Dans cette optique, les Emirats arabes unis ont ouvert leurs frontières à de nombreux médecins étrangers, des Etats-Unis, d'Europe, mais aussi de pays voisins du Moyen-Orient.
« Aucun problème de budget ».
Fleuron du système de santé émiriote, l'hôpital Al Rahba illustre ce cosmopolitisme. Ouvert il y a deux ans entre Dubai et Abu Dabhi, l'établissement est doté de 6 salles opératoires et 140 lits. Il propose des services de médecine, d'urgences, de chirurgie, de pédiatrie, de réanimation, de soins intensifs, mais aussi un département dentaire. Cet hôpital tourne essentiellement grâce aux médecins et aux personnels soignants étrangers. Un seul des cent dix médecins qui y exercent est citoyen des EAU. Cette diaspora concerne également l'embauche des infirmières, au nombre de deux cent vingt. « Nous recrutons tous du personnel, mais nous rencontrons un gros problème pour engager des infirmières du pays », reconnaît Salma am Hanaei, responsable de leur recrutement. Celles-ci viennent principalement de pays voisins, les Philippines, l'Inde, la Jordanie. « Les filles du pays veulent être médecin, pas infirmière », commente Salma am Hanaei (voir encadré).

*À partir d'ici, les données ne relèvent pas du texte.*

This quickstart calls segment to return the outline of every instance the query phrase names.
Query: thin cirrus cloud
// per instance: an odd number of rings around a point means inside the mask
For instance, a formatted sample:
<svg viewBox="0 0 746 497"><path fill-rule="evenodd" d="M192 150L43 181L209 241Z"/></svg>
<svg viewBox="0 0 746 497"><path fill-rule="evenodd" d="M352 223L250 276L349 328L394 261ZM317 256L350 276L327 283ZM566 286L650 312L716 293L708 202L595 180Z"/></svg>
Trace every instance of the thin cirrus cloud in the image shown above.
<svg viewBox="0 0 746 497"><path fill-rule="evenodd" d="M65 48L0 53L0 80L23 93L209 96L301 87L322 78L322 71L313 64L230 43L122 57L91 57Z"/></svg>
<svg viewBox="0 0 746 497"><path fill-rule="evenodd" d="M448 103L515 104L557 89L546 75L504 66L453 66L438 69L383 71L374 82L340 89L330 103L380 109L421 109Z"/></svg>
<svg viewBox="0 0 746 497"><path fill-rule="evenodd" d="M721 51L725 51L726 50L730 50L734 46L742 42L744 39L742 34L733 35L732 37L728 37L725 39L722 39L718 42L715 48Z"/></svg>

Les médecins des pays voisins sont essentiellement attirés par les conditions de rémunération. « Les salaires sont confortables ici, il n'y a pas de taxe », commente un endocrinologue allemand. S'il reste discret sur le budget de son établissement, le directeur médical de l'hôpital avoue « n'avoir aucun problème de budget ». Dans le secteur public, un médecin généraliste gagne 9 000 dirhams par mois (environ 2 000 euros). Les médecins spécialistes touchent pour leur part 13 000 dirhams (2 700 euros). Tous ont des avantages, comme des billets de voyage pour eux et leur famille. Dans certaines spécialités, des médecins au statut de consultant disposent de revenus largement supérieurs, de 3 900 à 7 800 euros.
Français à Abu Dhabi.
Le Dr Jean-Paul Couetil, ancien chef de service chirurgie cardiothoracique et vasculaire à l'hôpital parisien de Bichat, a été séduit par le défi émiriote. Il y a sept mois, il s'est installé avec un cardiologue et un anesthésiste français à l'hôpital Zayed d'Abu Dhabi. « Je compte rester quatre-cinq ans et promouvoir la médecine française ici, notamment en permettant des échanges d'étudiants et de spécialistes en formation », commente le praticien, qui dispense également des cours à l'université Al Aïn. « Il y a une réelle volonté d'améliorer le système de santé. Les médecins étrangers ont un grand rôle à jouer, mais leur participation doit se faire dans la compréhension du cadre, des habitants, de leurs différences sociologiques, religieuses et culturelles ».
(1) La mortalité infantile aux EAU est de 7 à 8 pour 1 000 naissances. L'espérance de vie est actuellement de 76 ans pour les femmes et de 74 ans pour les hommes.